3Jozef zei tegen zijn broers: Ik ben Jozef! Leeft mijn vader nog? Maar zijn broers waren niet in staat om hem antwoord te geven, want zij waren door schrik voor hem overmand.
4Jozef zei tegen zijn broers: Kom toch dichter bij me! En zij kwamen dichterbij. Toen zei hij: Ik ben Jozef, jullie broer, die jullie naar Egypte verkocht hebben.
5Maar nu, wees niet bedroefd en laat jullie ogen niet in toorn ontvlammen omdat jullie mij hiernaartoe hebben verkocht, want God heeft mij vóór jullie uit gezonden tot behoud van jullie leven.
6Deze twee jaren is er immers honger geweest in het midden van het land, en er komen nog vijf jaren waarin er geen ploegen of oogsten zal zijn.
7God heeft mij vóór jullie uit gezonden, om voor jullie een overblijfsel veilig te stellen op aarde, en jullie door een grote uitredding in leven te houden.
8Nu dan, niet jullie hebben mij hiernaartoe gestuurd, maar God. Hij heeft mij aangesteld als een vader voor de farao, als heer over heel zijn huis en als heerser over heel het land Egypte.
9Maak haast, ga naar mijn vader en zeg tegen hem: Dit zegt uw zoon Jozef: God heeft mij tot heer over heel Egypte aangesteld; kom naar mij toe, wacht er niet mee.
10U kunt in het land Gosen wonen. Dan zult u dicht bij mij zijn, u, uw kinderen en kleinkinderen, uw kleinvee, uw runderen en alles wat u hebt.
11Ik zal u daar onderhouden – want er zal nog vijf jaar honger zijn – zodat u niet verarmt, u, uw huis en alles wat u hebt.
12Zie, jullie ogen zien het, en de ogen van mijn broer Benjamin zien het, dat mijn mond tot jullie spreekt.
13Vertel mijn vader over al mijn eer in Egypte en over alles wat jullie gezien hebben. Haast je en breng mijn vader hierheen.
14Toen viel hij zijn broer Benjamin om de hals en huilde, en ook Benjamin huilde terwijl hij hem omhelsde.
15Vervolgens kuste hij al zijn broers en hij huilde met hen; daarna durfden zijn broers met hem te spreken.
16Toen het gerucht dat de broers van Jozef gekomen waren, in het huis van de farao gehoord werd, was het goed in de ogen van de farao en in de ogen van zijn dienaren.

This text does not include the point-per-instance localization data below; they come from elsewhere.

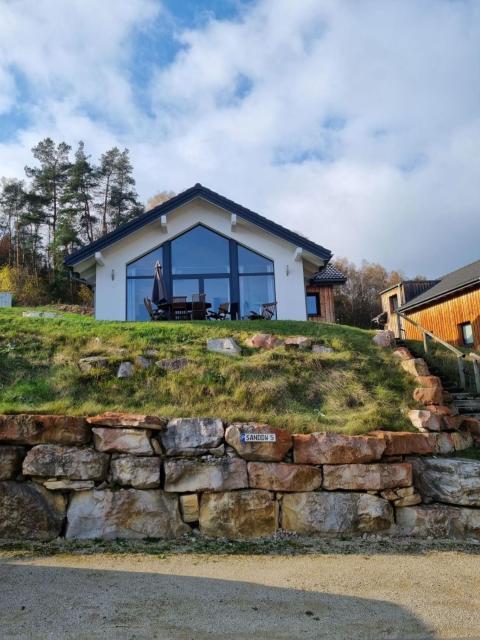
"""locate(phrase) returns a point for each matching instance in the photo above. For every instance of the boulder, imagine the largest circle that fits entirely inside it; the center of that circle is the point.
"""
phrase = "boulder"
(68, 485)
(136, 472)
(264, 341)
(415, 367)
(125, 370)
(450, 480)
(405, 443)
(437, 521)
(238, 433)
(324, 512)
(92, 363)
(462, 440)
(192, 436)
(402, 353)
(132, 420)
(384, 339)
(471, 424)
(238, 514)
(367, 477)
(211, 474)
(127, 513)
(142, 363)
(134, 441)
(56, 461)
(226, 346)
(429, 381)
(425, 420)
(444, 443)
(320, 348)
(172, 364)
(30, 512)
(428, 395)
(280, 476)
(190, 507)
(335, 448)
(32, 429)
(298, 342)
(10, 462)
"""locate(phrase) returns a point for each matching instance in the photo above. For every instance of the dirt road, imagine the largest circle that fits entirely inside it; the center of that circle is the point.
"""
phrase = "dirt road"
(354, 597)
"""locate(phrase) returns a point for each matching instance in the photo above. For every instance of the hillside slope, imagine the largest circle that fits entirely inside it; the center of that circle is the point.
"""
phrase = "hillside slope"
(355, 389)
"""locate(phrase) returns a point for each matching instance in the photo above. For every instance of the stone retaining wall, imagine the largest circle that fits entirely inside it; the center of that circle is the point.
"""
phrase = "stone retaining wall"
(136, 476)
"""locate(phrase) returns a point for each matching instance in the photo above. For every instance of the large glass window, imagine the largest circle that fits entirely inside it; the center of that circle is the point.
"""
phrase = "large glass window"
(140, 283)
(200, 251)
(255, 291)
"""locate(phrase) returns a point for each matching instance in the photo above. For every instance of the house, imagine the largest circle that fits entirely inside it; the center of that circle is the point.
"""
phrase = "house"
(448, 307)
(208, 244)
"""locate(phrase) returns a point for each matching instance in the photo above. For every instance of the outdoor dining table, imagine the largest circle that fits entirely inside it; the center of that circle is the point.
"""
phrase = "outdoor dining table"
(167, 306)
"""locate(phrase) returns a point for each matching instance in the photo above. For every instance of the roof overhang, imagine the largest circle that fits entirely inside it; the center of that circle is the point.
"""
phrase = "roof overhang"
(160, 214)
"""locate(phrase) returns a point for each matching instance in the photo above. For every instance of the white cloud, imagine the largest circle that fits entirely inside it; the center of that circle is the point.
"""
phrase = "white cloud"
(356, 123)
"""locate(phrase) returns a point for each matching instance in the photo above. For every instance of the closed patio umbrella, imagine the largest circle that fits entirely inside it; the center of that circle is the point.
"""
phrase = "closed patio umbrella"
(159, 292)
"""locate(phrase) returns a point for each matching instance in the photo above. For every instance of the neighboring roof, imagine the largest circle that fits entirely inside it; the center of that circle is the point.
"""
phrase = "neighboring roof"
(450, 283)
(197, 191)
(328, 275)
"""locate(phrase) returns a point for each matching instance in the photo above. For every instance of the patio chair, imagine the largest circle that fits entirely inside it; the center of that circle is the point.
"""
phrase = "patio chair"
(155, 314)
(179, 308)
(268, 310)
(221, 313)
(199, 311)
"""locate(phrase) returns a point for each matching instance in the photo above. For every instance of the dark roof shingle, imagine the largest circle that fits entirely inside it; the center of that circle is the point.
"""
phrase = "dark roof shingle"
(464, 277)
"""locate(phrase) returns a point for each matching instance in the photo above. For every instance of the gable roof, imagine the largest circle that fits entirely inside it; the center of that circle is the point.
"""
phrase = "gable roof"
(197, 191)
(450, 283)
(328, 275)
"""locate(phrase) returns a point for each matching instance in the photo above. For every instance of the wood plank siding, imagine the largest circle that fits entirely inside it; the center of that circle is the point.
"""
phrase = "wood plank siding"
(327, 303)
(445, 317)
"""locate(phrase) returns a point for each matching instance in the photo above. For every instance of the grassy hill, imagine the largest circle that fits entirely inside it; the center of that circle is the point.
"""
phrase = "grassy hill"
(355, 389)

17En de farao zei tegen Jozef: Zeg tegen uw broers: Doe dit: bepak uw dieren en ga op weg naar het land Kanaän,
18haal uw vader en uw gezinnen op en kom naar mij toe. Ik zal u het beste deel van het land Egypte geven en u zult het voortreffelijkste van het land eten.

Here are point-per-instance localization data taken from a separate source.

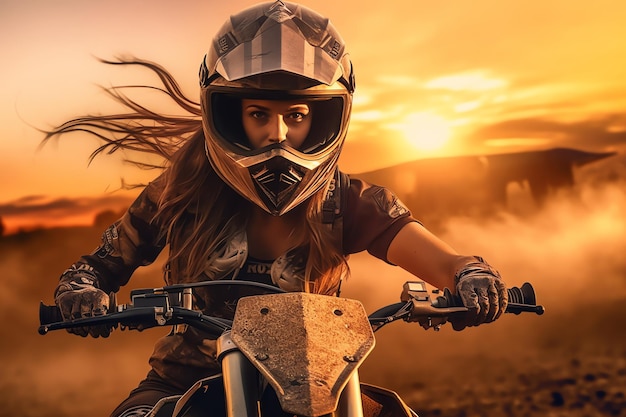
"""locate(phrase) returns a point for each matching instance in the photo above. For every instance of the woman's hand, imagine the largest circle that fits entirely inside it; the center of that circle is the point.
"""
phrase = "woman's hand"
(77, 296)
(483, 292)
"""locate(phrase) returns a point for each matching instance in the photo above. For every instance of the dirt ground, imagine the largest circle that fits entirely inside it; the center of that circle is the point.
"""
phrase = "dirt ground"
(569, 362)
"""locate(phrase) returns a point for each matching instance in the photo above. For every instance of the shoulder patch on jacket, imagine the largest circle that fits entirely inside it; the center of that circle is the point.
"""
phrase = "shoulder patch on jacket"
(389, 203)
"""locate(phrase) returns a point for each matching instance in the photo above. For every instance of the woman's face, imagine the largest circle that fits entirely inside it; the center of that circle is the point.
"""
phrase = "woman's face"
(267, 122)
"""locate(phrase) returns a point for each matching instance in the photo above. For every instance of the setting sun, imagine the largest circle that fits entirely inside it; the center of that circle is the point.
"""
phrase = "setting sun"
(425, 131)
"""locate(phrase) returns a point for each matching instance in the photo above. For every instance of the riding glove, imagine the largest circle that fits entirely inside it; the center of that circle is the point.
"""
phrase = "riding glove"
(482, 291)
(78, 296)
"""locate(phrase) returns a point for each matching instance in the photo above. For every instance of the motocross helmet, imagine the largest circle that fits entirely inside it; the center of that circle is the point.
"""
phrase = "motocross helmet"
(276, 51)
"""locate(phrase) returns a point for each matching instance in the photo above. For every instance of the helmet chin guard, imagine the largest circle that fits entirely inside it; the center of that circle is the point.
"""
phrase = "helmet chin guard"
(276, 51)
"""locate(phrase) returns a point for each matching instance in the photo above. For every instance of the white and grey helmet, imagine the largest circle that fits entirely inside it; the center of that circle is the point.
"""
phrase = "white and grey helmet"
(280, 51)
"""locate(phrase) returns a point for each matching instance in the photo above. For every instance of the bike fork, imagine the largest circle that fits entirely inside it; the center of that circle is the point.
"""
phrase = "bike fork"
(350, 402)
(241, 383)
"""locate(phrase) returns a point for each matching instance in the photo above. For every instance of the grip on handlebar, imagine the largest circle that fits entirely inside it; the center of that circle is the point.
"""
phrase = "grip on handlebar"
(49, 314)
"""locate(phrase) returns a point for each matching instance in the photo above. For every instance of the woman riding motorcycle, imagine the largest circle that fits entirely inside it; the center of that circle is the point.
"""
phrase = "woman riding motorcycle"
(253, 192)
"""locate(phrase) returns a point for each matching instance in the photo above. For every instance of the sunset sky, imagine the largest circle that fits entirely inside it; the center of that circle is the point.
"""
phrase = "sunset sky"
(433, 79)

19En u hebt de bevoegdheid; doe dit: Neem uit het land Egypte wagens mee voor uw kleine kinderen en voor uw vrouwen. Vervoer ook uw vader ermee en kom.
20Laat uw oog uw huisraad niet ontzien, want het beste van heel het land Egypte, dat is voor u.

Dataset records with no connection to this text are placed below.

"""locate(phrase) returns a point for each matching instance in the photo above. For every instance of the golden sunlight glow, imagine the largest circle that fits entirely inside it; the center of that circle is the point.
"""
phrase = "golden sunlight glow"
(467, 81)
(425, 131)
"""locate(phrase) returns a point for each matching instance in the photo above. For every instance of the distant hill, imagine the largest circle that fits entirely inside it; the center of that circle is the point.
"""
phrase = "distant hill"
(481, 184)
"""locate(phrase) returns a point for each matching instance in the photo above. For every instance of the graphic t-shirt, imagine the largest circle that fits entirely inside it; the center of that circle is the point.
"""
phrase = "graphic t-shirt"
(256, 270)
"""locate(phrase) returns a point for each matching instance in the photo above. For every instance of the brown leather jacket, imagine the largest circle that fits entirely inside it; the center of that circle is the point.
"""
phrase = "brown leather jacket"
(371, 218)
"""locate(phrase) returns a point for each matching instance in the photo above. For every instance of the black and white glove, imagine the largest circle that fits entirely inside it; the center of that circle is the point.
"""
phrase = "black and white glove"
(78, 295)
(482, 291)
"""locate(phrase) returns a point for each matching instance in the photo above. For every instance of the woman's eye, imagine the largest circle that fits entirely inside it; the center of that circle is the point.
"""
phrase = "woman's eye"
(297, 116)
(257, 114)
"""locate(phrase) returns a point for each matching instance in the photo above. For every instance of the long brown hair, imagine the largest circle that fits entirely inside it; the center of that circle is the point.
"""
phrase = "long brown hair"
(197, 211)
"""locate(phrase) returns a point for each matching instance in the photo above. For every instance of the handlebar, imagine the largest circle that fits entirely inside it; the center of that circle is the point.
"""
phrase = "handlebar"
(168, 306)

21Zo deden de zonen van Israël. En Jozef gaf hun wagens, naar het bevel van de farao; ook gaf hij hun proviand voor onderweg.
22Hij gaf hun allen, iedereen, een stel kleren; Benjamin gaf hij echter driehonderd zilverstukken en vijf stel kleren.
23En aan zijn vader stuurde hij evenzo tien ezels, die van het beste van Egypte droegen, en tien ezelinnen, die koren en brood droegen, en proviand voor zijn vader voor onderweg.
24En hij stuurde zijn broers op weg, en zij gingen; en hij zei tegen hen: Maak onderweg geen ruzie.
25Zij trokken weg uit Egypte en kwamen weer bij hun vader Jakob in het land Kanaän.
26Toen vertelden zij hem: Jozef leeft nog! Hij is zelfs heerser over heel het land Egypte! Toen bezweek zijn hart, want hij geloofde hen niet.
27Maar toen zij hem alle woorden overgebracht hadden die Jozef tot hen gesproken had, en toen hij de wagens zag die Jozef gestuurd had om hem te vervoeren, leefde de geest van hun vader Jakob op.
28En Israël zei: Genoeg! Mijn zoon Jozef leeft nog! Ik zal gaan, ik wil hem zien voordat ik sterf.